Analog Devices (ADI) lost $38.22 per share on June 23, 2026, an 8.58% drop in a single session. The selling did not start in Wilmington, Massachusetts. It started in Seoul, where reports that South Korea’s SK Hynix was slowing its next-generation memory ramp set off a sector-wide panic. The whole chip complex got sold at once, and ADI fell harder than the group.
Here is the problem. Analog Devices does not make memory. Its data center business is power and optical, not the high-bandwidth memory chips that bolt onto AI accelerators. The market sold ADI on a fear about a product it does not sell.
That gap drives the tension. Bulls see a record-revenue compounder marked down for reasons unrelated to its business. Bears point to a trailing P/E above 60x and argue that any chip name that is rich deserves to fall when the AI story wobbles. The question the market cannot yet answer: was June 23 a mispriced overreaction, or the first crack in a stock that ran too far, too fast?
What Actually Happened on June 23
The catalyst was specific. As reported by TrendForce, SK Hynix is dialing back the conversion of some memory lines to redirect capacity toward conventional DRAM, where pricing is more favorable. The reaction was brutal: SK Hynix and Samsung each fell sharply, and Korea’s KOSPI dropped roughly 10%, triggering a circuit breaker.

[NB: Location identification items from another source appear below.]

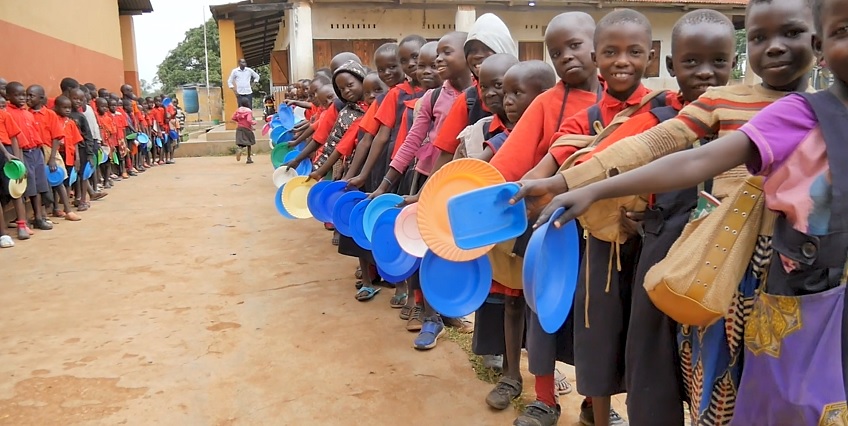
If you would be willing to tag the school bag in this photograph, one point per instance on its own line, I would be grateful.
(603, 219)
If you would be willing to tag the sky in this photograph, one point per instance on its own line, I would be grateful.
(158, 32)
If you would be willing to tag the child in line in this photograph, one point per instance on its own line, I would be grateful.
(71, 144)
(245, 138)
(9, 132)
(33, 157)
(782, 56)
(53, 136)
(797, 328)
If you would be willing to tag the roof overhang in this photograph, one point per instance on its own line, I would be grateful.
(257, 23)
(134, 7)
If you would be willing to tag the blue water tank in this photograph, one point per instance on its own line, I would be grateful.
(192, 106)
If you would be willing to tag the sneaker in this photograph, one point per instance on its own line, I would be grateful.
(414, 323)
(587, 416)
(504, 392)
(538, 413)
(430, 333)
(461, 324)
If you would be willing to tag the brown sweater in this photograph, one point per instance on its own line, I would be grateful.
(719, 111)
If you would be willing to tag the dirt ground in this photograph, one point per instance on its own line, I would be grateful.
(183, 298)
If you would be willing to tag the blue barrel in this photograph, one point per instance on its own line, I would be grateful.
(190, 100)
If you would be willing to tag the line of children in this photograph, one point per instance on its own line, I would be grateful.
(616, 339)
(63, 132)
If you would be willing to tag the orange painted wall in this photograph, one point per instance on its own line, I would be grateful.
(24, 60)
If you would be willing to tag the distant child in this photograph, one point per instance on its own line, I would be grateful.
(244, 133)
(53, 137)
(9, 132)
(715, 354)
(33, 157)
(71, 145)
(435, 104)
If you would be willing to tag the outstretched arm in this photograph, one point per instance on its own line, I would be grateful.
(673, 172)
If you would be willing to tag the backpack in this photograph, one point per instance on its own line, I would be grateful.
(603, 219)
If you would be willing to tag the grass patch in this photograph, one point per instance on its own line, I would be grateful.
(488, 375)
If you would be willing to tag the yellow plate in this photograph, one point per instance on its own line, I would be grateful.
(456, 177)
(17, 187)
(294, 196)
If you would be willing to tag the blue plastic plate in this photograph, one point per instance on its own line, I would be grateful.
(55, 178)
(387, 252)
(551, 265)
(342, 209)
(278, 202)
(328, 197)
(72, 178)
(356, 224)
(455, 289)
(484, 216)
(376, 208)
(312, 202)
(87, 171)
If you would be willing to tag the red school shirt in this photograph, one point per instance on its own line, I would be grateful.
(325, 124)
(530, 139)
(8, 128)
(48, 125)
(579, 123)
(107, 129)
(72, 138)
(30, 136)
(455, 122)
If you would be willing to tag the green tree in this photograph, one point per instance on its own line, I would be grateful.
(186, 63)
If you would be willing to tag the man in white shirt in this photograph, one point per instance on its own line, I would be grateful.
(241, 80)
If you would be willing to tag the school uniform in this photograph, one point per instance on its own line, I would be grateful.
(30, 143)
(711, 357)
(603, 296)
(8, 129)
(795, 346)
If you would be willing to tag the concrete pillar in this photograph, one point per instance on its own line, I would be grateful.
(129, 53)
(229, 60)
(300, 41)
(465, 17)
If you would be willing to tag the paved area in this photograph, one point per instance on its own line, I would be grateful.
(184, 299)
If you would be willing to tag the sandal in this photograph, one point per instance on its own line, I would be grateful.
(415, 322)
(398, 301)
(429, 335)
(6, 242)
(365, 294)
(404, 312)
(563, 387)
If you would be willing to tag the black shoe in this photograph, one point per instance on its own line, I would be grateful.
(505, 391)
(538, 413)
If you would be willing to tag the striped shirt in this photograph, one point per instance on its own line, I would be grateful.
(719, 111)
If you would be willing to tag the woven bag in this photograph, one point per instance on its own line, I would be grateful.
(695, 283)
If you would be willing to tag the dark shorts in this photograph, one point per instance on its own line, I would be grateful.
(600, 329)
(544, 349)
(488, 338)
(36, 174)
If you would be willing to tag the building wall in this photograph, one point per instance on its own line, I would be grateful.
(48, 40)
(333, 23)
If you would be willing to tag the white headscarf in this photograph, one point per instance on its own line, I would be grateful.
(491, 31)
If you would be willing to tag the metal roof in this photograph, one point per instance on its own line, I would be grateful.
(257, 24)
(134, 7)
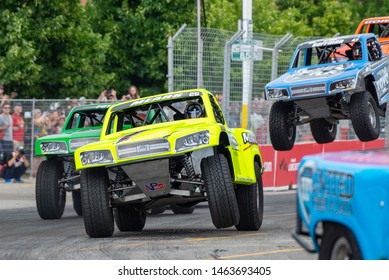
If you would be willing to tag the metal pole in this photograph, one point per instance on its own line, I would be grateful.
(199, 48)
(279, 44)
(227, 71)
(246, 64)
(32, 139)
(170, 52)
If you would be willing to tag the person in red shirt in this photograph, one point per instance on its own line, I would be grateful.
(18, 126)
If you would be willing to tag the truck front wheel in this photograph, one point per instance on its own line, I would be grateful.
(98, 216)
(76, 196)
(50, 197)
(220, 191)
(339, 243)
(250, 202)
(364, 116)
(282, 130)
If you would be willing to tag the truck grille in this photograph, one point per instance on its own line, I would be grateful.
(143, 148)
(309, 90)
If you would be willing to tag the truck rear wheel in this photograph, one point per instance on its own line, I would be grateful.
(339, 243)
(76, 196)
(364, 116)
(98, 216)
(282, 130)
(50, 197)
(323, 131)
(250, 203)
(220, 191)
(129, 219)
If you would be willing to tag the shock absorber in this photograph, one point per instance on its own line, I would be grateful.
(189, 167)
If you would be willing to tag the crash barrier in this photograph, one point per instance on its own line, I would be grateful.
(281, 166)
(51, 112)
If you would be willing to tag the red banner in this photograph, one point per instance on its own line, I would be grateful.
(280, 168)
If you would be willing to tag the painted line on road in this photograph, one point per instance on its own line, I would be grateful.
(256, 254)
(224, 237)
(106, 247)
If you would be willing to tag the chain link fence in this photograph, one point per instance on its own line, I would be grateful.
(222, 75)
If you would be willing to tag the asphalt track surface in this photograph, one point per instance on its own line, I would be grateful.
(166, 236)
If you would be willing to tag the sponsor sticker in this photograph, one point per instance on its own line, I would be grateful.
(155, 186)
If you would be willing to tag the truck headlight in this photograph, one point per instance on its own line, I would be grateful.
(96, 157)
(343, 85)
(77, 143)
(53, 147)
(192, 140)
(277, 93)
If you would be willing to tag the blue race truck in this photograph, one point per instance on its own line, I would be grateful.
(342, 205)
(328, 80)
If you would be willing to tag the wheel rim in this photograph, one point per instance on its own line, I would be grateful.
(372, 115)
(62, 194)
(290, 132)
(331, 128)
(341, 249)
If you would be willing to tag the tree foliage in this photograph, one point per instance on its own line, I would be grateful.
(57, 48)
(49, 49)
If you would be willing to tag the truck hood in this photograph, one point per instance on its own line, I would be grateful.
(175, 130)
(93, 133)
(317, 74)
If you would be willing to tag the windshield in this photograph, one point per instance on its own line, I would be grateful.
(328, 51)
(86, 119)
(157, 112)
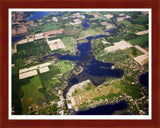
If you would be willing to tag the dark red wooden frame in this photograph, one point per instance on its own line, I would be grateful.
(6, 4)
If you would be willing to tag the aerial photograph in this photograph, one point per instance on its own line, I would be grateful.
(79, 62)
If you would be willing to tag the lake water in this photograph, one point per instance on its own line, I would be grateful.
(38, 15)
(96, 71)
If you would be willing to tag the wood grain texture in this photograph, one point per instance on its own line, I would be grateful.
(6, 4)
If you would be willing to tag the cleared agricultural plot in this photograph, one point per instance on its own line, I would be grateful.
(28, 74)
(142, 32)
(53, 32)
(34, 67)
(141, 49)
(79, 94)
(55, 44)
(141, 41)
(32, 98)
(44, 69)
(91, 32)
(119, 45)
(133, 52)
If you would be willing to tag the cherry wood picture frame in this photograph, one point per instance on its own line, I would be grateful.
(103, 4)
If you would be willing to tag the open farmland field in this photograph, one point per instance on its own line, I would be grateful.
(133, 52)
(50, 27)
(70, 31)
(89, 32)
(69, 61)
(30, 98)
(65, 66)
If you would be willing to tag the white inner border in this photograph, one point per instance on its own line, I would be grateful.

The headline read “AI buildout is cooling.” The report itself was a margin story, not a demand story. SK Hynix was chasing better-margin DRAM, not retreating from a shrinking market. But in a tape that nervous, nuance does not survive. Memory names took the worst of it, and ADI, which makes neither memory nor accelerators, got caught anyway.
Why the Selloff May Have Hit the Wrong Company
ADI’s latest results do not look like a company with a demand problem. In its fiscal second quarter, reported May 20, 2026, ADI posted record revenue of $3.62 billion, beating the high end of guidance. On the earnings call, management said the data center now makes up more than three-quarters of communications revenue, driven by both optical and power.
Three weeks before the selloff, CFO Richard Puccio addressed demand directly at the Bank of America Global Technology Conference on June 2. His read was not cautious. “The hyperscalers and platform players still have demand they can’t fulfill,” he said, framing the buildout as a multi-year runway. If the constraint is capacity, not demand, a memory maker shifting product mix does not threaten that story.
Puccio also pointed to where ADI’s data center growth goes next: vertical power, the architecture that delivers electricity directly beneath the chip as voltages climb. ADI’s IVR technology cuts power consumption 10% to 15% in that delivery. “Vertical power seems to be the architecture for that,” he said, calling power the bigger near-term opportunity. None of that was priced into a stock that dropped on a memory headline.
The most recent company catalyst came on May 19, 2026, when ADI announced a deal to acquire Empower Semiconductor, expanding exactly the high-density power technology Puccio described. The stock held steady on the news before the sector selloff swamped it.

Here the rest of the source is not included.